Kompas.com - 13/02/2019, 16:24 WIB
Bunga menjadi salah satu benda paling diburu warga Turki di Hari Valentine.Shutterstock Bunga menjadi salah satu benda paling diburu warga Turki di Hari Valentine.

TAKENGON, KOMPAS.com - Sebagai salah satu daerah yang menjalankan syariat Islam di Aceh, Pemerintah Kabupaten Aceh Tengah menerbitkan imbauan larangan perayaan hari kasih sayang atau Valentine's Day kepada jajaran pemerintahan dan masyarakat setempat.

Himbauan tersebut dikeluarkan melalui surat Bupati Aceh Tengah dengan Nomor 451/582/DSI-PD yang dikeluarkan Februari 2019.

Kepada awak media, Kabag Humas Aceh Tengah, Mustafa Kamal menjelaskan, imbauan yang diterbitkan adalah upaya peningkatan pelaksanaan syariat Islam.

"Terutama, untuk mengarahkan kalangan remaja dan masyarakat umum dari berbagai kegiatan yang bertentangan dengan syariat, norma dan adat serta kearifan lokal," ungkap Mustafa dalam siaran pers Selasa (14/2/2019).


Baca juga: Ratusan Orang Terjaring Razia di Hotel dan Kamar Indekos Saat Malam Valentine

Imbauan itu ditujukan kepada pimpinan perguruan tinggi dan kepala sekolah untuk melakukan pengawasan dan larangan perayaan Valentine's Day diwilayah tugas masing-masing.

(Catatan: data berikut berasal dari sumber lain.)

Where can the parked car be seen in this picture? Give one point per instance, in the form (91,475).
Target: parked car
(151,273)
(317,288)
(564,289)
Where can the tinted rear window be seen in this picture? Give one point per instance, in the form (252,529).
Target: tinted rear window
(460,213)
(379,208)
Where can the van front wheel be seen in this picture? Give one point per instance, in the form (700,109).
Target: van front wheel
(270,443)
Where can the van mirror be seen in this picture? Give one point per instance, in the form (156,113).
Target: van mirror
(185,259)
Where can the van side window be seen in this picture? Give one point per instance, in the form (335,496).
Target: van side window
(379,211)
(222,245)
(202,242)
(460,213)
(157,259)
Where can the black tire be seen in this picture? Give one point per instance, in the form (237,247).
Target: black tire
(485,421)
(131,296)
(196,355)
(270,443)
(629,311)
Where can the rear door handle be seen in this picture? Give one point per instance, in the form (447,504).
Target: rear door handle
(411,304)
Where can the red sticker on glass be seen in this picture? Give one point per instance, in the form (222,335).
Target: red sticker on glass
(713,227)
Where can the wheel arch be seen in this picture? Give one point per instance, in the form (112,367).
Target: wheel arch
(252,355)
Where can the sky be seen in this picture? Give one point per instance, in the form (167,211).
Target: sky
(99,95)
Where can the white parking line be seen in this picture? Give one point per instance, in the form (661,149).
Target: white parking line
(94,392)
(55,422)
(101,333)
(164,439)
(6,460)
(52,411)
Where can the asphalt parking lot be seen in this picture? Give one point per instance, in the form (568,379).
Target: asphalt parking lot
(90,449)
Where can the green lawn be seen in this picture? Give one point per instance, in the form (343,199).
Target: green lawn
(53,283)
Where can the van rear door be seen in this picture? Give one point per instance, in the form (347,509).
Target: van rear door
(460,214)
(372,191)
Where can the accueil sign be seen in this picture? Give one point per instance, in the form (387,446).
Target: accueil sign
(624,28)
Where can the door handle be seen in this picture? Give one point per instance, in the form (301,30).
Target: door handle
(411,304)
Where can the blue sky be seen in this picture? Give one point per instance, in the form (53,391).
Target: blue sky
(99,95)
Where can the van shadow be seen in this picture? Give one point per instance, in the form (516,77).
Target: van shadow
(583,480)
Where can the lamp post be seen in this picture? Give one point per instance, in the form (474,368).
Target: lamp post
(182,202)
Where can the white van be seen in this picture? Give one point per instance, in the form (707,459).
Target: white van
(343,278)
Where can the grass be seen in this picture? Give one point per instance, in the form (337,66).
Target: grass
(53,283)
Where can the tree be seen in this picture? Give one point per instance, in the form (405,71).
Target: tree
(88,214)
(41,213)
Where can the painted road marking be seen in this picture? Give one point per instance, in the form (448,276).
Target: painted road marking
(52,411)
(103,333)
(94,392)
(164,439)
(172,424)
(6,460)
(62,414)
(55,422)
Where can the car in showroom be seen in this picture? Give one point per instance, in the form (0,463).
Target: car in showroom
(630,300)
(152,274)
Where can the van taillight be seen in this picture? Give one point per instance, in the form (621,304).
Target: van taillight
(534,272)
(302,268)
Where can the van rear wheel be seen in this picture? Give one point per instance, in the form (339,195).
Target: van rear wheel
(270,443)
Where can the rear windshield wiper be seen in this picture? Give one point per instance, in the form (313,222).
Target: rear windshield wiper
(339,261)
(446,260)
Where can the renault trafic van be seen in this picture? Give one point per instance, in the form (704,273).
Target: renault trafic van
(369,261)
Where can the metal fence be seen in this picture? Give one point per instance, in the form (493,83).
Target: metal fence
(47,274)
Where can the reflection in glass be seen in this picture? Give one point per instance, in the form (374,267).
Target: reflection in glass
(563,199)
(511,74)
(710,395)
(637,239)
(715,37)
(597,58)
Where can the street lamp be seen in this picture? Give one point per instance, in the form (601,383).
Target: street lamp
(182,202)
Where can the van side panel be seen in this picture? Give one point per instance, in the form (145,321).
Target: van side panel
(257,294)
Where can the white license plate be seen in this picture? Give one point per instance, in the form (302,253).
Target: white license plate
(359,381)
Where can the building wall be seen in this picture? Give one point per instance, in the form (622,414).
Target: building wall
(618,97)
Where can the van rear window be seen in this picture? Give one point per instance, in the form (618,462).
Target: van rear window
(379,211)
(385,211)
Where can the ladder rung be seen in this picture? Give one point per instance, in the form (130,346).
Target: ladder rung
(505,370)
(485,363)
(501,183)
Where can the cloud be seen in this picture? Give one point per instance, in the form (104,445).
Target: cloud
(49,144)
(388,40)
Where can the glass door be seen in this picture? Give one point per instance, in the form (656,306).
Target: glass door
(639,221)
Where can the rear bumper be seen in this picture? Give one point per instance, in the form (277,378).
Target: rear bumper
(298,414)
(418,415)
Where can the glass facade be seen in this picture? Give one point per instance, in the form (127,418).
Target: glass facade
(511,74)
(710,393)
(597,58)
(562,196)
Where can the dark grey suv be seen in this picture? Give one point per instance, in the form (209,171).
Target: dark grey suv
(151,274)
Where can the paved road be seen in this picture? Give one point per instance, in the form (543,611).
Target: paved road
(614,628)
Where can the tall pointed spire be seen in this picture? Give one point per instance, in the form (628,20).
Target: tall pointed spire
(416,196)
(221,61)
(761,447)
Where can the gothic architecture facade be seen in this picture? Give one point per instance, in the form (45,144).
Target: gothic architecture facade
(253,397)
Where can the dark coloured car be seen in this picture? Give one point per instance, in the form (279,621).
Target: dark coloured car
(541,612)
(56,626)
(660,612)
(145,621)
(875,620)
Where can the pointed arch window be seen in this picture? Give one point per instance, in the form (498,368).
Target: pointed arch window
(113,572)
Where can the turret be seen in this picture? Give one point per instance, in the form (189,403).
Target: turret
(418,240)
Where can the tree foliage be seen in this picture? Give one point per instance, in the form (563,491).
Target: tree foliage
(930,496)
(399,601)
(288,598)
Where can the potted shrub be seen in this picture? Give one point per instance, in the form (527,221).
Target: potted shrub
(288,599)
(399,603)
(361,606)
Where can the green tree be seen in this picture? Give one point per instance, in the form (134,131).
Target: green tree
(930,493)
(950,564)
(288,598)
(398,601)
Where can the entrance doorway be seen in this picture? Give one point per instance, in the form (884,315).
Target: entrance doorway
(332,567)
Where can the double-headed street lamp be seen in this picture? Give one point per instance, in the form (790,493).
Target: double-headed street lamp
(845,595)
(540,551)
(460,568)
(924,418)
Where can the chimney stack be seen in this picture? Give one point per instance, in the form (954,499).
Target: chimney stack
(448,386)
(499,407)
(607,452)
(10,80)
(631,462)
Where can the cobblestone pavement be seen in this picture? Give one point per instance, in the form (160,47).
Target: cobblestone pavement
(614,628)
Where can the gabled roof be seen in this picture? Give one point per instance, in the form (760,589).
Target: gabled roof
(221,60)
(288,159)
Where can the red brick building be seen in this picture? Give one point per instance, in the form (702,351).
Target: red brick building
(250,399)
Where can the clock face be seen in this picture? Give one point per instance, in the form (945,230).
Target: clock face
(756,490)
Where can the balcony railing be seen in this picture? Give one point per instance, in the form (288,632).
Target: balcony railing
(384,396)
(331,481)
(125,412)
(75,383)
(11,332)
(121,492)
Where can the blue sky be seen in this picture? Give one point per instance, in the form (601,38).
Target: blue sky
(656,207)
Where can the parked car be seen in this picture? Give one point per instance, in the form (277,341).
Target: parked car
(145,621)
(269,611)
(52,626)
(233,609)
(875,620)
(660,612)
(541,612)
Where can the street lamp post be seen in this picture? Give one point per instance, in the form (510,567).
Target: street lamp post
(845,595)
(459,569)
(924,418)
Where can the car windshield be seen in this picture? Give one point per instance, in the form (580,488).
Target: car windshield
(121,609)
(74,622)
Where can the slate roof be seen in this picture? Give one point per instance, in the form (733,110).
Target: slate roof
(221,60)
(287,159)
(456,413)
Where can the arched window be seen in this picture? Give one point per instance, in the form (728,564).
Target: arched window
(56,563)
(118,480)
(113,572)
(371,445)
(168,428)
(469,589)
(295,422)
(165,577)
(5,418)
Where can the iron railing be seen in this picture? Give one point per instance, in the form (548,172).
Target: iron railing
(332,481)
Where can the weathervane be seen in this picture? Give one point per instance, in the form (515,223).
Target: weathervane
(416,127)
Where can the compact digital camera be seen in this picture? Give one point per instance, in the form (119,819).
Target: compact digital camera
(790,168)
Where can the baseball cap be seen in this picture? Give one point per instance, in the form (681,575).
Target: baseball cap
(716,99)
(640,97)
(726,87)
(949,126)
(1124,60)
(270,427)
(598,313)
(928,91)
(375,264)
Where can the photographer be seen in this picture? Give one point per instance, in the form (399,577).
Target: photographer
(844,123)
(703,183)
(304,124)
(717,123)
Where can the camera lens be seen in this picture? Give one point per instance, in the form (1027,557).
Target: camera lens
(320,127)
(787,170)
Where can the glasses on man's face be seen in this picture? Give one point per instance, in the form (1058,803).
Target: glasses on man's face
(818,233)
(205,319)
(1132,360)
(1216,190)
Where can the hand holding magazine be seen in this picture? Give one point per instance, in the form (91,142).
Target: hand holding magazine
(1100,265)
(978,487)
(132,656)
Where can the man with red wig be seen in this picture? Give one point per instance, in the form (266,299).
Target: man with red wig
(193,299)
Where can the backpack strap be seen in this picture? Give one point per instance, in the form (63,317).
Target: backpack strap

Begitu juga kepada camat kata Mustafa Kamal, diharapkan meneruskan imbauan kepada seluruh masyarakat untuk tidak merayakan Valentine.

Tidak hanya untuk masyarakat, pemilik hotel, restoran dan kafe juga diimbau untuk tidak menyediakan tempat untuk berlangsungnya perayaan.

"Petugas dari Satpol PP dan WH akan melakukan pengawasan terkait himbauan ini," pungkasnya.